Enfin, après tout, les mots n’ont que la valeur que l’on leur confère et démocratie semble dans nos médias davantage s’appliquer aux pays sous contrôle de BlackRock qu’à ceux où le peuple s’exprime. Cette démocratie a il est vrai l’avantage de privatiser les profits et de socialiser les pertes, elle est donc préférable à celle des Russes !

Poutine, élu par 87% des votants, chiffre en accord avec les sondages d’opinion, ça n’est donc pas démocratique, alors que Scholtz, Macron détestés par les trois quart de leur concitoyens, là est la démocratie…

Donc, remettons les mots à leur place, les Ukrainiens savent désormais que BlackRock n’oublie pas ses filiales et qu’ils recevront des fonds pour prolonger le versement des dividendes. Puisse cette satisfaction leur rendre plus douce la mort de leur père de leurs maris.

Pardon, suis-je méchant et vieux jeu, de leur iels, de leurs épouses et de leur mère puisque pour atteindre les quotas d’effectifs l’armée ukrainienne post moderne prend tout le monde en première ligne peu importe son genre. Les femmes pourront donc aussi succomber pour la cause, on comprend que la psychologie soit importante pour encourager au suicide du pays !

 

Enfin, last but not least comme disent nos amis anglo-saxons :

Ce vote, c'est aussi un message envoyé aussi aux Européens pour les conforter dans leur soutien à l'Ukraine

Rappel à l’ordre : les provinces ont le droit de payer, après tout, pourquoi les familles chez nous, devraient-elles joindre les deux bouts ? Le gaz, l’électricité ont explosé et les profits de la guerre sont privatisés. Seulement, l’Europe est incapable de transformer cette aide en obus et munitions, alors il a bien fallu en passer par Washington seul à même de rendre l’aide militaire un tant soit peu concrète. Le commentateur s’empresse de nous rappeler les exigences de l’Hégémon, "merci m’sieur not’bon maître !"

In fine ? Que tirer de cette aide ? Les Usa constatent que les Européens sont incapables de soutenir matériellement l’Ukraine. L’Europe peut envoyer Valérie Hayer à Kiev, mais pour produire des obus, il faudrait un attelage qui ne soit pas mené par Thierry Breton[5].

Washington est donc contraint de remettre au pot et a dû acheter suffisamment d’Elus républicains pour y parvenir. La facture sera intéressante à connaitre !

L’aide ne changera rien pour l’Ukraine, mais le pendu se débattra un peu plus sur la route de l’échafaud et gagnera peut-être le temps nécessaire pour permettre de passer les élections de novembre.

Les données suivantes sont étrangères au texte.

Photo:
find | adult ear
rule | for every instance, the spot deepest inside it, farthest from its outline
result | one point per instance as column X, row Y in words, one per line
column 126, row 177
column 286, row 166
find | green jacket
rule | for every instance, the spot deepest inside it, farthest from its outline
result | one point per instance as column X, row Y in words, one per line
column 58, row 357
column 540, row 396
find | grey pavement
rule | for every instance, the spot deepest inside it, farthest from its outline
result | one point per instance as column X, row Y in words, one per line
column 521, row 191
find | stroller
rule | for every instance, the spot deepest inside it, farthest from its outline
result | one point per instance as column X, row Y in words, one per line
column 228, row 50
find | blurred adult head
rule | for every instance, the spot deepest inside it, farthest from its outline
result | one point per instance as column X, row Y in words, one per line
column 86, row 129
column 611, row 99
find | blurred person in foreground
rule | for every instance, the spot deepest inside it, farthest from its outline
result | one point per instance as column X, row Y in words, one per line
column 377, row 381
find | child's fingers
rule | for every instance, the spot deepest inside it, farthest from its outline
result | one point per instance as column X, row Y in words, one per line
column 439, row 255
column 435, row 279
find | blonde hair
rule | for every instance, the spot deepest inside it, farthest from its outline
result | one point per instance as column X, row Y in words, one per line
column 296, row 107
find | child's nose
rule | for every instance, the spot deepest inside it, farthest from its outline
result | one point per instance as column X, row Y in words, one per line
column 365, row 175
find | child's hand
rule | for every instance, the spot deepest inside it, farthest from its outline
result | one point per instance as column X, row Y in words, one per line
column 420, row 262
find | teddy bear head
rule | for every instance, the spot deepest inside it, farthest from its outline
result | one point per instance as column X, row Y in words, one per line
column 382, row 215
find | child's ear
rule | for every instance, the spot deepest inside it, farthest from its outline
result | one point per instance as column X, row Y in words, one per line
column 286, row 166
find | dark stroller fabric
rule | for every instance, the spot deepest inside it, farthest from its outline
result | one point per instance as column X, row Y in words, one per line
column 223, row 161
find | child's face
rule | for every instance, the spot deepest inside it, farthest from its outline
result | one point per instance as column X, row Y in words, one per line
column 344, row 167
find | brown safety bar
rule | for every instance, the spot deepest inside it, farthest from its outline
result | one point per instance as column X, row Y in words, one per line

Les Russes continueront eux, à engranger les succès diplomatiques et n’ont aucune raison de presser la donne.

Et évidemment, nos commentateurs vont nous remplir les oreilles de leur discours dithyrambique pour magnifier le sacrifice des Ukrainiens, auquel ils ne participent pas depuis leur plateau de télé.

 

[1] Je vous rappelle que selon la propagande occidentale, la Russie n’affronte pas l’OTAN… Juste une très large partie de ses moyens de renseignements mis à disposition de l’Ukraine. Que font par exemple les AWAC français en mer noire, Mr Lecornu ? Du tourisme je présume…

[2] Autre point à retenir chez nos moralistes : Ils se préoccupent du bien, du mal, mais curieusement le sort du peuple ukrainien et la manière dont il vivra avec les conséquences du conflit semble échapper à leur intérêt.

[3] Seul le docteur Marty et les chefs de projets croient que neuf femmes peuvent avoir un bébé en un mois.

[4] Cela semble être le rythme de recrutement des volontaires russes : 16 mille hommes par mois.

[5] Pardon, je suis cruel et insensible au trimphe industriel que fut Athos comme à la beauté des mathématiques fais par Bruno Lemaire.